🤖 AI Summary
This work addresses the common practice of optimizing large language model training in isolation due to constraints in data, memory, and compute resources, which lacks a holistic perspective. The authors propose a unified resource-aware decision framework that systematically integrates data efficiency, memory compression, and compute budget-aware strategies. They demonstrate that optimal data selection critically depends on both task objectives and resource constraints, and reveal that memory—not computational power—is often the primary bottleneck in fine-tuning. By combining learning-dynamics-, gradient-, and influence-based data pruning with adaptive stopping criteria and inference allocation mechanisms, the framework establishes a systematic approach for efficient training and deployment under limited resources, substantially improving overall resource utilization efficiency.
📝 Abstract
Resource constraints increasingly determine what can be trained, fine-tuned, and deployed in large language models (LLMs), yet efficiency is often studied through isolated techniques rather than as an interacting system of limits. This survey adopts a constraint-centric perspective and organizes recent progress around three coupled bottlenecks: data efficiency (what to train on), memory efficiency (how to fit training), and compute budget awareness (when and where to spend FLOPs). On the data axis, we review selection and pruning methods that maximize learning per token, ranging from scalable proxy signals based on learning dynamics to gradient- and influence-based scoring, as well as difficulty-aware and curriculum-style strategies. We highlight emerging evidence that different notions of good data dominate in different regimes, implying that optimal subsets depend on the task objective and resource budget rather than being universal. On the systems side, we show that GPU memory, not raw compute, is often the dominant bottleneck in fine-tuning, and that effective scaling requires jointly reducing weight storage, optimizer states, and activation memory rather than optimizing any single component in isolation.

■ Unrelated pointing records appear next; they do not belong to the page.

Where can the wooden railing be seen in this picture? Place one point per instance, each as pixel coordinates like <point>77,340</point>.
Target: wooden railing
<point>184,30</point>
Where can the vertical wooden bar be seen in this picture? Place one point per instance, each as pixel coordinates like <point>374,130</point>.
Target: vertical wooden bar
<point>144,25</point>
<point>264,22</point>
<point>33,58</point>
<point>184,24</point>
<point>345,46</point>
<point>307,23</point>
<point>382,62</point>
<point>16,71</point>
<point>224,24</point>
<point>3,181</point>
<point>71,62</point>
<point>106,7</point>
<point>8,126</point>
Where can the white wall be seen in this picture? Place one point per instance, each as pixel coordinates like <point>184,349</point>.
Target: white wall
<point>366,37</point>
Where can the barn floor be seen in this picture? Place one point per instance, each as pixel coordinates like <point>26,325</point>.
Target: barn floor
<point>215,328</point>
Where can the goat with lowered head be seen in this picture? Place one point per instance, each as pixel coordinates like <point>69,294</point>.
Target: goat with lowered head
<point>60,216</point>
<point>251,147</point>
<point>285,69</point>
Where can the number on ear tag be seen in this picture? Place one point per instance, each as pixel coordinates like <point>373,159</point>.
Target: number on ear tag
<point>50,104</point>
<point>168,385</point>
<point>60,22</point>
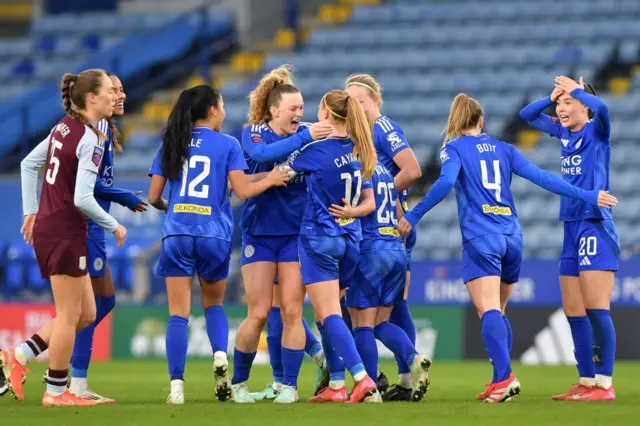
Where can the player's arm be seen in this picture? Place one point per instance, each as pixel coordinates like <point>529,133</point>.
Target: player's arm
<point>124,197</point>
<point>244,185</point>
<point>156,187</point>
<point>89,158</point>
<point>409,169</point>
<point>395,145</point>
<point>245,189</point>
<point>533,115</point>
<point>552,183</point>
<point>29,168</point>
<point>158,182</point>
<point>254,145</point>
<point>443,185</point>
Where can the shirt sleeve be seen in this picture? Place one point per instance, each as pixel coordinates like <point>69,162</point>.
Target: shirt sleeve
<point>84,200</point>
<point>367,184</point>
<point>555,184</point>
<point>156,164</point>
<point>598,107</point>
<point>236,156</point>
<point>391,140</point>
<point>29,168</point>
<point>90,151</point>
<point>301,160</point>
<point>518,161</point>
<point>533,115</point>
<point>255,146</point>
<point>451,166</point>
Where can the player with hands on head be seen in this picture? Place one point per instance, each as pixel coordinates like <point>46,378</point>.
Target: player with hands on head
<point>591,246</point>
<point>478,165</point>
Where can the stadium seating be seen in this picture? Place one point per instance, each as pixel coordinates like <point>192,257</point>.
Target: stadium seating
<point>423,53</point>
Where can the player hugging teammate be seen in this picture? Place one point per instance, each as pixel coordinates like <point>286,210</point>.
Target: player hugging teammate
<point>340,193</point>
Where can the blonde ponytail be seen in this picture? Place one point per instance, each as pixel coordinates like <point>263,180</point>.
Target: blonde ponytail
<point>465,113</point>
<point>347,109</point>
<point>269,93</point>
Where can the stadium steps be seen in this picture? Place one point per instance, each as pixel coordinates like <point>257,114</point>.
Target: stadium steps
<point>243,66</point>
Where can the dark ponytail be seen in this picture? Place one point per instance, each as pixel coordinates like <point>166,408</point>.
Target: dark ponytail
<point>192,105</point>
<point>589,89</point>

Beyond memory, we frame training and inference as compute-governed processes in which optimization, data selection, and decoding must explicitly account for finite FLOP budgets. We review evidence for compute-optimal allocation and stopping rules, where computation should be halted or reallocated once marginal performance gains fall below a budget-dependent threshold. Together, these results unify compute-aware data selection, scaling laws, and adaptive inference under a common principle of resource-conditioned decision-making.